Charlotte Allen
chastises the Bush administration , and even President Bush personally, for the recent decision by the Food and Drug Administration to approve for sale "Plan B," a drug that prevents or terminates pregnancy if taken soon after intercourse.
Since I believe that it is always and everywhere wrong to intentionally kill an innocent human being, and since I further believe that the being that results from a conception between human gametes is a human being, I thus believe that abortion, including by the use of abortifacient drugs, is morally wrong. But that said, Allen’s response to this decision by the FDA is an overreaction.
The decision as to whether Plan B ought to be approved for sale is a decision to be made in accordance with the law. The relevant statute is §505(d) of the
Food, Drug and Cosmetic Act , which provides in pertinent part that the Secretary of Health and Human Services "shall" (that is, has a legal obligation to) approve a drug unless he finds that one or more specifically enumerated conditions obtains. These conditions concern such things as adequacy of the information filed by the applicant seeking approval of the drug, the sufficiency of the tests undertaken to prove the drug safe, the safety of the methods and facilities used in manufacturing the drug, and the efficacy of the drug in its intended use.
Assuming that none of these conditions were met, there was no legal basis for the secretary to deny approval of Plan B. That Plan B, when used as intended, causes the death of innocent human beings
in utero , while of paramount concern morally, is not legally relevant. If the FDA continued to withhold approval of Plan B, the drug’s manufacturer could have sued the FDA in federal court and, in all human probability, obtained a ruling ordering the FDA to approve the drug for sale.
Now, perhaps someone in the position of the Commissioner of the FDA or the Secretary of Health and Human Services, faced with these circumstances, ought to resign rather than approve Plan B. Perhaps, but I think not. People in the pro-life movement need to keep their heads and realize that there are legal and political realities that limit an officeholder’s freedom. "In a commonwealth and in the councils of princes,"

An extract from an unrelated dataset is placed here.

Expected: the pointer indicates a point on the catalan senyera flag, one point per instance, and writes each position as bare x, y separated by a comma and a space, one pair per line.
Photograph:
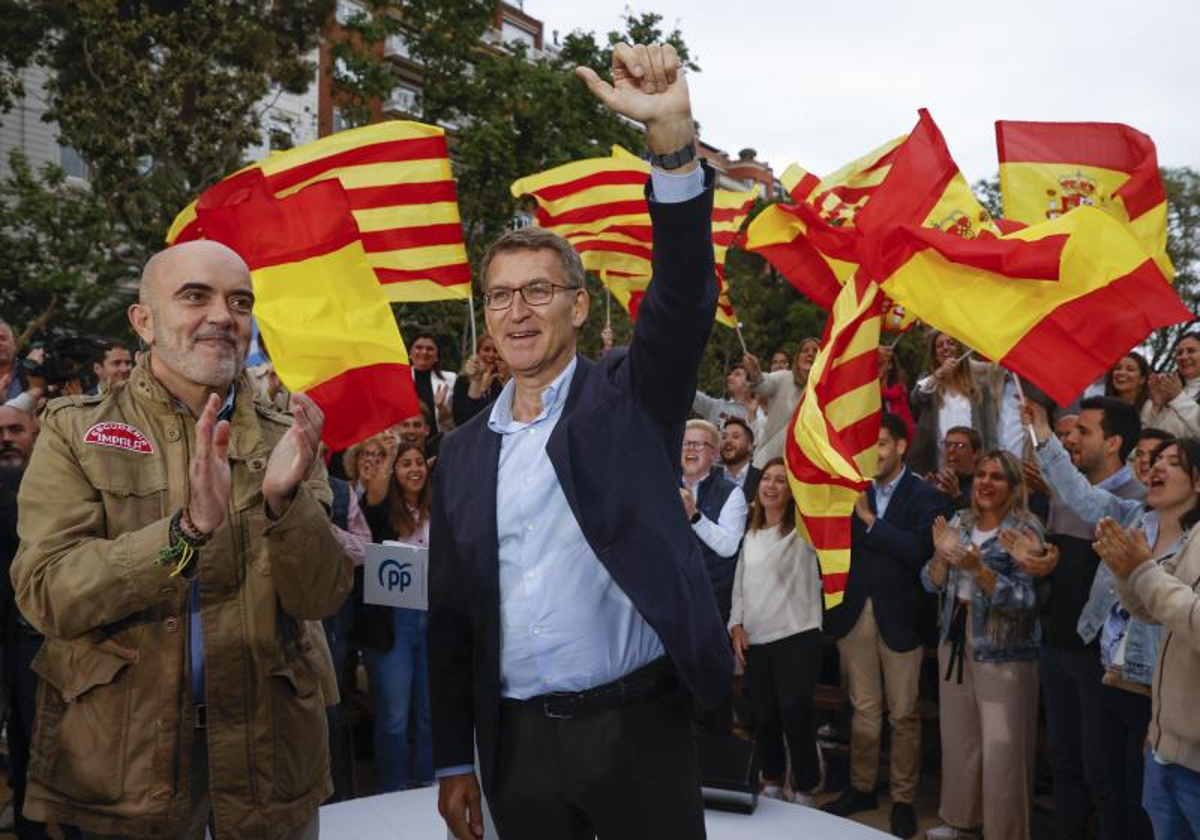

St. Thomas More writes in Utopia, "if ill opinions cannot be quite rooted out, and you cannot cure some received vice according to your wishes, you must not therefore abandon the commonwealth, for the same reasons you should not forsake the ship in a storm because you cannot command the winds. . . . You ought rather to cast about and to manage things with all the dexterity in your power, so that if you are not able to make them go well they may be as little ill as possible."